Venezuela : L’État communal, une utopie en construction

lundi 14 août 2017.
 

À Caracas, la capitale, c’est la guerre. Des milices d’extrême droite font régner la terreur. Dans les campagnes, les militants du Réseau national des communardes et communards continuent patiemment à construire un autre monde.

Dimanche. J’apprends qu’Orlando Figuera, un jeune Noir lynché, poignardé et brûlé par des fascistes dans le quartier bourgeois d’Altamira, a succombé à ses blessures après dix jours d’agonie. Depuis deux mois, ces jeunes militants d’extrême droite agressent violemment les forces de l’ordre, brûlent des bus publics, attaquent une école, une maternité, un centre médical, une base militaire, une institution de l’État.
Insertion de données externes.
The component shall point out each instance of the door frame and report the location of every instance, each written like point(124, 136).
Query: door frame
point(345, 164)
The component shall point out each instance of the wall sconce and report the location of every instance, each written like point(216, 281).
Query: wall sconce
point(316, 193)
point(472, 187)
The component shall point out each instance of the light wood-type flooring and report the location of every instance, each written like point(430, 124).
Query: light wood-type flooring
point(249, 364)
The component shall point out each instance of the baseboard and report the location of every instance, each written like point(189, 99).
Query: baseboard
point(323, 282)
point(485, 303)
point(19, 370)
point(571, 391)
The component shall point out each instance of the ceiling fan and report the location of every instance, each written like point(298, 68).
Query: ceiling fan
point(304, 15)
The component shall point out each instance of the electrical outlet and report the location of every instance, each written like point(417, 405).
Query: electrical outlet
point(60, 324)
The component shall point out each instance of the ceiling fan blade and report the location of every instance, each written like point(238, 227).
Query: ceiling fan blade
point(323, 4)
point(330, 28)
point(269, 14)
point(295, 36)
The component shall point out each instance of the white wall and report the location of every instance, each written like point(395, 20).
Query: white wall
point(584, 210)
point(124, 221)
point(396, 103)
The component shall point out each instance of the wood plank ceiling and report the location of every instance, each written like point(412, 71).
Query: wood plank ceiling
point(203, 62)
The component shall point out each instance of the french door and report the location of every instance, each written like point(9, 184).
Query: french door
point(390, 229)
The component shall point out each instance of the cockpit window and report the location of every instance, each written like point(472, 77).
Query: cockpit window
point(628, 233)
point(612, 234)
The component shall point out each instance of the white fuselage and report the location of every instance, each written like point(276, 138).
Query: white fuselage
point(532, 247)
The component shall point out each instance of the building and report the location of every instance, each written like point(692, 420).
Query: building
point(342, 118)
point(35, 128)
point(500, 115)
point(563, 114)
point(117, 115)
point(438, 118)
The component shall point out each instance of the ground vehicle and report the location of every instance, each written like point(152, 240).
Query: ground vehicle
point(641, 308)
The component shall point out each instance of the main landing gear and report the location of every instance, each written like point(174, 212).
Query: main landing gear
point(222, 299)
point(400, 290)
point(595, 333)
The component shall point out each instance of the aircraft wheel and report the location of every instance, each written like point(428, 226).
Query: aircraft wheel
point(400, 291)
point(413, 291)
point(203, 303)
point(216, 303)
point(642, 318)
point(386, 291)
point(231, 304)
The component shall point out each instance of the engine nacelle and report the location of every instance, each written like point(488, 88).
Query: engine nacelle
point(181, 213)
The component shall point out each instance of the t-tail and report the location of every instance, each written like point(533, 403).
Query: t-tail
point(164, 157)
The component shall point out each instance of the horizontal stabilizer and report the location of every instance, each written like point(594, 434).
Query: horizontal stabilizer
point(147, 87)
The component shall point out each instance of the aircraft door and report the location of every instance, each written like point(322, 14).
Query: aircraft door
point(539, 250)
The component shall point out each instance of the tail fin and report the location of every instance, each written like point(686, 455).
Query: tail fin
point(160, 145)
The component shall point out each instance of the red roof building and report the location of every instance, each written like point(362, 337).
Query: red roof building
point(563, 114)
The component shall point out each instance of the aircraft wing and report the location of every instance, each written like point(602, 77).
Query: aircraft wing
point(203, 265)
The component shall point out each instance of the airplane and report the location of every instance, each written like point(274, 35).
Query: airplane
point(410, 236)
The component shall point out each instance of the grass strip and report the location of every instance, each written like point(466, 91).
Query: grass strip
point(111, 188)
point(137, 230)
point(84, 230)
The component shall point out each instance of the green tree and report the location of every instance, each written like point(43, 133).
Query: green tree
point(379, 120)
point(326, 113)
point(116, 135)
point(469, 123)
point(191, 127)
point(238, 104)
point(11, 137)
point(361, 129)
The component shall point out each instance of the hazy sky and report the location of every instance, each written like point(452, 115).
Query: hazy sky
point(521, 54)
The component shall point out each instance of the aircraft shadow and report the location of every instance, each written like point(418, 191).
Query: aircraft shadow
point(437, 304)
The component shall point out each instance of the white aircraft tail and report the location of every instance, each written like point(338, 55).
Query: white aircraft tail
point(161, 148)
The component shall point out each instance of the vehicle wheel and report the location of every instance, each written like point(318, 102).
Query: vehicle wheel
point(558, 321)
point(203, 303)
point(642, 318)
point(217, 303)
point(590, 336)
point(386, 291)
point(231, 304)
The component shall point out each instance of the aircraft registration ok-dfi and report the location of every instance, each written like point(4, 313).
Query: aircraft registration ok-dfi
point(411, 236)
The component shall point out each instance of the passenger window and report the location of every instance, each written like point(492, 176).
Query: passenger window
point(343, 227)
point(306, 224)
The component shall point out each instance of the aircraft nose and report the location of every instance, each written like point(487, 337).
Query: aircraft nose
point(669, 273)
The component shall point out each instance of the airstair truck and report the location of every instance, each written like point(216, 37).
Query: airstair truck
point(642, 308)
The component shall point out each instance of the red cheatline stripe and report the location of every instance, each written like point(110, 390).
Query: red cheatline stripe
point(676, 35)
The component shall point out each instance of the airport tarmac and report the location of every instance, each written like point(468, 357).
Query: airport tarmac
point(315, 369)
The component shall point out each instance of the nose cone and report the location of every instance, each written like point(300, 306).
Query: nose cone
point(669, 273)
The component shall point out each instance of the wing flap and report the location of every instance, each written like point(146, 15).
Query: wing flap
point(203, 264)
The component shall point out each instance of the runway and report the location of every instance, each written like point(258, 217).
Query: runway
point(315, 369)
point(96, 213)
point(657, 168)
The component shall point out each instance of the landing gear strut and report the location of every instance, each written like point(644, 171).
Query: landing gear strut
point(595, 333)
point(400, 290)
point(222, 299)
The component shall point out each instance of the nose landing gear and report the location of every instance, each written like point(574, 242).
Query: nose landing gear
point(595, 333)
Pire, ils payent des enfants pour défier la police, qui envoie des gaz lacrymogènes et blessent les manifestants avec des armes non létales. Selon une enquête journalistique publiée sur le site Internet Alba Ciudad, et réalisée à partir d’informations du ministère public, du Défenseur du peuple, des ministères de l’Intérieur et de la Communication, 91 personnes sont mortes entre le 6 avril et le 19 juin – la liste est actualisée régulièrement. Parmi les victimes, 8 ont été tuées par les forces de l’ordre. Ce recensement n’inclut que les responsables identifiés. Pour ces faits, 29 personnes ont été détenues ou sont recherchées.

Caracas coupée en deux

La majorité des personnes ont été assassinées à l’intérieur et en marge des manifestations, par des individus munis d’armes à feu, armes blanches, objets explosifs et autres armes artisanales. Mais sans preuve à l’appui, les médias privés et les dirigeants d’opposition attribuent les morts au gouvernement vénézuélien. Je n’ai pas de gilet pare-balles ni de casque, je ne peux pas m’approcher de ces autoproclamés « combattants de la liberté » pour filmer leur haine. Une journaliste de la chaîne TeleSur, qui avait couvert le coup d’État au Honduras, a eu la vie sauve. Son gilet est criblé de balles. Je vis près d’Altamira, dans l’est de Caracas. Comme la plupart de ses habitants, j’ai l’impression de vivre dans une prison. Sommes-nous en guerre ? Je pense à la Colombie, je pense à cette paix si fragile menacée par les paramilitaires. Je décide de m’évader de la capitale pour voir si la guerre que l’on montre à la télévision existe dans les campagnes.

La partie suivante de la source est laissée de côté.